Niger’s second largest city, Zinder and its vast urban centre mark the last Niger outpost on the ancient trans-Saharan caravan routes, before the western border with Nigeria. While its modern urban agglomeration is in a state of flux and has one of the highest population growth rates in West Africa, its historical core, represented by the ancient Birni Quarter, still remains suspended in a timeless traditional atmosphere.
Capital in French colonial times until 1926, the city of Zinder was first home to the historic seat of the powerful Sultanate of Damangaram, founded in the 18th century. The characteristic Royal Palace, in the heart of Birni, built around 1850 according to the canons of traditional Haussa architecture, in clay and richly decorated with geometric motifs, is still the home of the Sultan and his family. Around his court, a maze of narrow streets wind their way among the Il caratteristico Palazzo Reale, nel cuore di Birni, costruito intono al 1850 secondo i canoni dell’architettura tradizionale Haussa, in argilla e riccamente decorato di motivi geometrici, è ancora oggi la dimora del Sultano e della sua famiglia. Intorno alla sua Corte, un dedalo di viuzze si snodano tra le ancient houses made of banco (mud and straw), the scene in past centuries of flourishing trade in salt, ivory, gold, wood and kola nut, which flowed here via the trans-Saharan routes linking in particular the city of Agades and the Sultanates of northern Nigeria.
The district of Birni has preserved to this day its original urban fabric as an ancient fortified caravan town, protected by the ancient walls and the imposing granite rocks that surround the settlement.

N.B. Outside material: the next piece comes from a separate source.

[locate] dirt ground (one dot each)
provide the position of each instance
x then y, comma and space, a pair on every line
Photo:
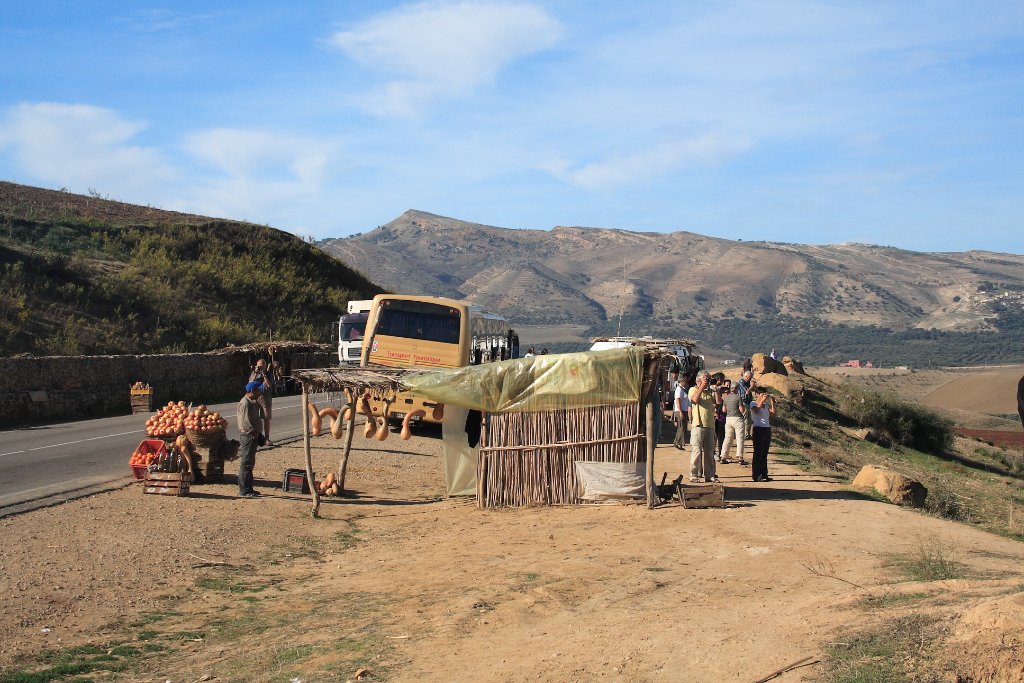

Its traditional architecture, richly and symbolically decorated on the façade, according to the social status of the owner, has not changed much since the German explorer Henri Barth saw it in 1855, and still represents one of the most authentic and highest expressions of architectural aesthetics of the Haussa people.
Within the Sultanate, customs and traditions have also remained virtually unchanged for more than three centuries, closely linked to the traditional social hierarchy and the noble lineage of the Sultan, who plays an extremely important role from a religious, but also a political, albeit formal, point of view. The great respect and devotion that the people manifest towards his figure are particularly evident and bursting forth during traditional ceremonies, which have been constantly perpetuated for centuries throughout the year, especially during Muslim religious festivals.
A riot of festive parades, in which the Sultan and his family receive notables and subjects, wearing elegant ceremonial robes and large turbans, in ‘Arabian Nights’ atmospheres.
Not to be missed in the city is a visit to the Grand Marché, one of the liveliest in Niger, the secular heir to the flourishing trans-Saharan trade exchanges, where one can find, among the countless goods from the entire Ahelo-Saharan region, the best leather artefacts from the whole of West Africa, one of the oldest savoir-faire of the Zinder craftsmen.